There is sufficient scientific evidence to support the fact that climate change and its associated extreme events are happening now. With the recent historic drought conditions in California and little explanation as to why it is happening, climate change has been suggested as a potential cause. To address climate change impacts and help prepare the state will require concerted efforts to identify risks and adaptation measures including the use of new technologies. This is why the announcement by USDA Secretary Tom Vilsack earlier this month of “climate hubs” throughout the country, including a “sub-hub” in Davis, California, is so timely.

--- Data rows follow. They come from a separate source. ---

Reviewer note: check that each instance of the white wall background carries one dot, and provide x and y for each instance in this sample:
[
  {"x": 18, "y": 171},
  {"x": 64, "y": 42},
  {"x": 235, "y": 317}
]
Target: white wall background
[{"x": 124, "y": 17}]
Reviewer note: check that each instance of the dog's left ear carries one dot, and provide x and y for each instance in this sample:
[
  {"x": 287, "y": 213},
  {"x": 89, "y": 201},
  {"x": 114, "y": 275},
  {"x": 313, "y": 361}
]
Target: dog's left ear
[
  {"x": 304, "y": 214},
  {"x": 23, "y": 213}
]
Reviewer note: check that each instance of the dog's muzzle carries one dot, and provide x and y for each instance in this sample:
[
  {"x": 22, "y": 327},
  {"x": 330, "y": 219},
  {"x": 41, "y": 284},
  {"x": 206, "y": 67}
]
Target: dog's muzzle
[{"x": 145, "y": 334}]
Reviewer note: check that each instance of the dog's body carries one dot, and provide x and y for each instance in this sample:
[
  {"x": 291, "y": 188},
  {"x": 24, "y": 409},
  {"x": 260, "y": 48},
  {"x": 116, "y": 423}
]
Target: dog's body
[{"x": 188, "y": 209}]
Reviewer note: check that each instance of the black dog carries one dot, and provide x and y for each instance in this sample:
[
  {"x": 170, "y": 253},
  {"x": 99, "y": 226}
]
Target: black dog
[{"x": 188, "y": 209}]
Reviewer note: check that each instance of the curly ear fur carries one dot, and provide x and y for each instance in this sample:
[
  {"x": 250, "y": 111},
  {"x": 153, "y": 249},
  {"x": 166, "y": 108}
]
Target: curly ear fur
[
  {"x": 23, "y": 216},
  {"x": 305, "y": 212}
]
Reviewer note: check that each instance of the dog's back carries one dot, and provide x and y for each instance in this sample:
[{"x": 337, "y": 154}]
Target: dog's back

These hubs, the first of their kind in the country, will address increasing risks such as fire, invasive pests, devastating floods and crippling droughts, aiming to translate science and research into information for farmers, ranchers, and owners of forest land. The New Mexico hub, with its sub-hub in Davis, will contribute directly to assisting farmers and ranchers in California prepare for climate change. With the array of climate change research and agronomic expertise already underway at UC Davis, the location of the sub-hub will be a tremendous asset as this state’s unique agricultural sector prepares for climate change impacts.
CDFA realizes the importance of providing growers with user-friendly tools, technologies and resources to help them make agronomic decisions that provide food security for this state, the nation and world. A recent CDFA Climate Change Consortium report highlights the measures necessary to ensure agricultural sustainability in California in light of climate change.
When we think of the impacts from climate change, we have to think about our children, the future generation, and how we can use our current resources and scientific knowledge collectively so they have less challenges to deal with in the next 100 years and beyond. The new climate hubs, along with the state’s technical and financial resources, will help pave the way for long-term food security and economic viability for agriculture in California.